Cornell University and the city of Ithaca will be tried for negligence based on premises liability for wrongful death related to a student’s fatal leap from a bridge into a deep gorge on campus, a federal judge ruled.
Judge David Hurd (See Profile) also said the family of Bradley Ginsburg may pursue its claim against Cornell for personal injuries/conscious pain and suffering when Ginsburg v. City of Ithaca, 5:11-cv-1374, goes to trial in the Northern District.
The suit centers on whether the proper steps were taken to prevent student suicides when the Thurston Avenue Bridge was renovated in 2006 and 2007. The plaintiffs argue that the rebuilding of the bridge, from which Ginsburg leapt to his death in February 2010, gave the school and the city the perfect opportunity to redesign the span to deter jumpers.
“In light of the documented history of suicides on or near Cornell’s campus, especially those incidents involving the bridges and gorges, a reasonable juror could conclude that further suicide attempts from the Thurston Avenue Bridge were likely to occur and foreseeable,” Hurd wrote from Utica.
Between 1990 and 2010, 27 people killed themselves by jumping into Cornell’s gorges. Following six suicides in the 2009-10 school year, Cornell installed higher fences along the seven bridges and netting beneath them and, according to Hurd’s ruling, no suicides have occurred since.

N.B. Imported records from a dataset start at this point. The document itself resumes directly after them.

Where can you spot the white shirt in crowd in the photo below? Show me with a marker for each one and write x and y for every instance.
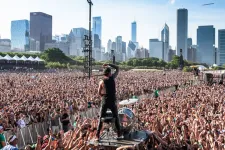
(10, 147)
(21, 123)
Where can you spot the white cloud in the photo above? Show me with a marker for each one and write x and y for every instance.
(172, 1)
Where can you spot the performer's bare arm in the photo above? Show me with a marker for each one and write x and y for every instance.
(100, 88)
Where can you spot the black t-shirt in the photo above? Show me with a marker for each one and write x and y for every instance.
(64, 116)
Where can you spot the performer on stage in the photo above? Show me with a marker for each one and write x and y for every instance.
(107, 91)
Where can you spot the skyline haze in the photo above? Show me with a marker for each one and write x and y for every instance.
(149, 15)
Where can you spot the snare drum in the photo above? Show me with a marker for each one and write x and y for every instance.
(127, 119)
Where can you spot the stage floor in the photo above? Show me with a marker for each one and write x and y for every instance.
(134, 138)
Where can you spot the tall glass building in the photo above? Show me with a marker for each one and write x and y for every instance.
(221, 46)
(40, 29)
(206, 42)
(182, 32)
(97, 29)
(134, 31)
(20, 35)
(165, 38)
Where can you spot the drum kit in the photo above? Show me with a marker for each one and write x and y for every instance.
(127, 117)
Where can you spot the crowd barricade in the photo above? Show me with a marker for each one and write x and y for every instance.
(28, 134)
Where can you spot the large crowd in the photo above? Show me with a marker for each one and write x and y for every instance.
(188, 118)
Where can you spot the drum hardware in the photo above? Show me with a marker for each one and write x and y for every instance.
(109, 120)
(132, 101)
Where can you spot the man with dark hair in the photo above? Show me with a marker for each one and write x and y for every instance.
(107, 91)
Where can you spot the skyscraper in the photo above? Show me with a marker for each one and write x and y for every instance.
(165, 38)
(76, 39)
(189, 42)
(134, 31)
(206, 42)
(221, 46)
(182, 32)
(109, 46)
(97, 29)
(119, 46)
(156, 48)
(40, 29)
(124, 50)
(131, 47)
(20, 35)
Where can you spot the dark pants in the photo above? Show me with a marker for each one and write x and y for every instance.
(112, 106)
(65, 128)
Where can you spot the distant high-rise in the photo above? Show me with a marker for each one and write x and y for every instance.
(20, 35)
(189, 42)
(40, 29)
(124, 50)
(156, 48)
(165, 38)
(221, 46)
(119, 46)
(109, 46)
(182, 32)
(124, 47)
(131, 50)
(76, 39)
(206, 42)
(97, 29)
(134, 31)
(97, 41)
(114, 46)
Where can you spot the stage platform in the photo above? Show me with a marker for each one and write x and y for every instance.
(111, 143)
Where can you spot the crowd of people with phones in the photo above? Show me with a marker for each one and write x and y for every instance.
(188, 118)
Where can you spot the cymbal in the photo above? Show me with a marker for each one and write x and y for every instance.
(127, 102)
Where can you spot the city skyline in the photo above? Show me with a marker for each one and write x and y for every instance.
(148, 15)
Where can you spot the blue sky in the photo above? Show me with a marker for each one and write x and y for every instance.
(117, 16)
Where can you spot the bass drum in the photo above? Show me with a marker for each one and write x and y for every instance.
(127, 120)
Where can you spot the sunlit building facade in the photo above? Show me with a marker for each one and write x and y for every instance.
(20, 35)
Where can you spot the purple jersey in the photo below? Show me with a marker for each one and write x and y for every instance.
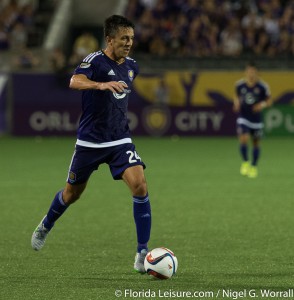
(248, 97)
(104, 119)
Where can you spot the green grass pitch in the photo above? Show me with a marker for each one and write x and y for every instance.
(229, 232)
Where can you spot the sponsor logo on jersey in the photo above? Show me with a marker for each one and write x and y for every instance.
(111, 72)
(131, 74)
(121, 95)
(72, 176)
(85, 65)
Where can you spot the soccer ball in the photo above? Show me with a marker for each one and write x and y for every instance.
(161, 263)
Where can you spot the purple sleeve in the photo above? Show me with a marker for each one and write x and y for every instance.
(85, 69)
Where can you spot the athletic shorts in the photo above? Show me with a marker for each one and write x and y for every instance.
(86, 160)
(255, 133)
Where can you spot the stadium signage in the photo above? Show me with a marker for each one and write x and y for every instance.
(42, 107)
(193, 121)
(52, 120)
(279, 120)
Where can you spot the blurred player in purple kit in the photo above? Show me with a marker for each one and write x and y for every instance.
(252, 96)
(105, 77)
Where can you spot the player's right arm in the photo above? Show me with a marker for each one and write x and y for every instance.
(82, 82)
(236, 105)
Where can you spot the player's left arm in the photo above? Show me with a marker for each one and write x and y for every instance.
(258, 107)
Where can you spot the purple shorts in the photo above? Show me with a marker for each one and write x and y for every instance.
(86, 160)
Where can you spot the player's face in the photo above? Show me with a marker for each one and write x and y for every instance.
(122, 42)
(251, 74)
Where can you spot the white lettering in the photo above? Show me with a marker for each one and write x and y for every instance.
(193, 121)
(53, 120)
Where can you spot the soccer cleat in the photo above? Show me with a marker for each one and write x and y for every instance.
(244, 168)
(252, 172)
(139, 261)
(39, 236)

Bradley Ginsburg’s father, attorney Howard Ginsburg of Boca Raton, Fla., is representing the Ginsburg family along with Kenneth McCallion of McCallion & Associates of Manhattan.
David Twichell of the Law Office of Theresa Puleo of Syracuse is representing Ithaca and Nelson Roth of the Office of University Counsel at Cornell is lead attorney for the college.